Li Xiaolong, Fan Wenbin, Wang Lina, Jiang Junjie, Du Yanqi, Fang Wei, Trabelsi Tarek, Francisco Joseph S, Yang Jiawei, Li Jun, Zhou Mingfei, Zeng Xiaoqing
Department of Chemistry, Shanghai Key Laboratory of Molecular Catalysis and Innovative Materials, Fudan University, Shanghai 200433, China.
Department of Earth and Environment Science, University of Pennsylvania, Philadelphia, Pennsylvania 19104-6243, United States.

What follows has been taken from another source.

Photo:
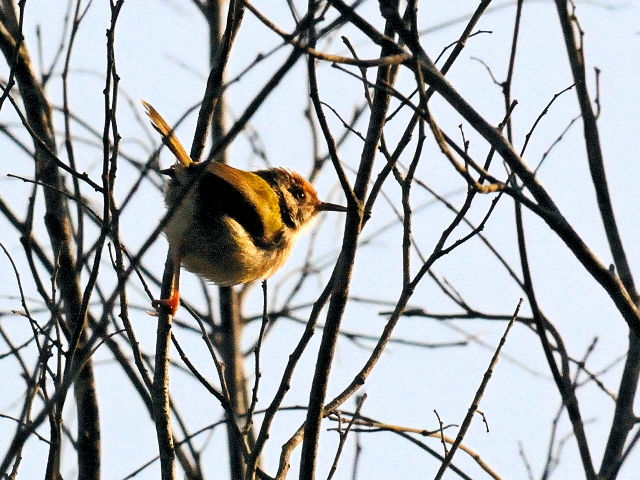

J Am Chem Soc. 2024 Jul 24;146(29):20494-20499. doi: 10.1021/jacs.4c06851. Epub 2024 Jul 13.
The photochemistry of nitrous acid (HONO), encompassing dissociation into OH and NO as well as the reverse association reaction, plays a pivotal role in atmospheric chemistry. Here, we report the direct observation of nitrosyl--hydroxide (HOON) in the photochemistry of HONO, employing matrix-isolation IR and UV-vis spectroscopy. Despite a barrier of approximately 30 kJ/mol, HOON undergoes spontaneous rearrangement to the more stable HONO isomer through quantum mechanical tunneling, with a half-life of 28 min at 4 K. Kinetic isotope effects and instanton theory calculations reveal that the tunneling process involves the concerted motion of the NO moiety (65.2%) and the hydrogen atom (32.3%). Our findings underscore the significance of HOON as a key intermediate in the photolytic dissociation-association cycle of HONO at low temperatures.
亚硝酸(HONO)的光化学,包括分解为OH和NO以及逆向缔合反应,在大气化学中起着关键作用。在此,我们报告了利用基质隔离红外光谱和紫外可见光谱对HONO光化学过程中亚硝酰氢氧化物(HOON)的直接观测。尽管存在约30 kJ/mol的势垒,但HOON通过量子力学隧穿自发重排为更稳定的HONO异构体,在4 K时半衰期为28分钟。动力学同位素效应和瞬子理论计算表明,隧穿过程涉及NO部分(65.2%)和氢原子(32.3%)的协同运动。我们的研究结果强调了HOON作为低温下HONO光解-缔合循环中关键中间体的重要性。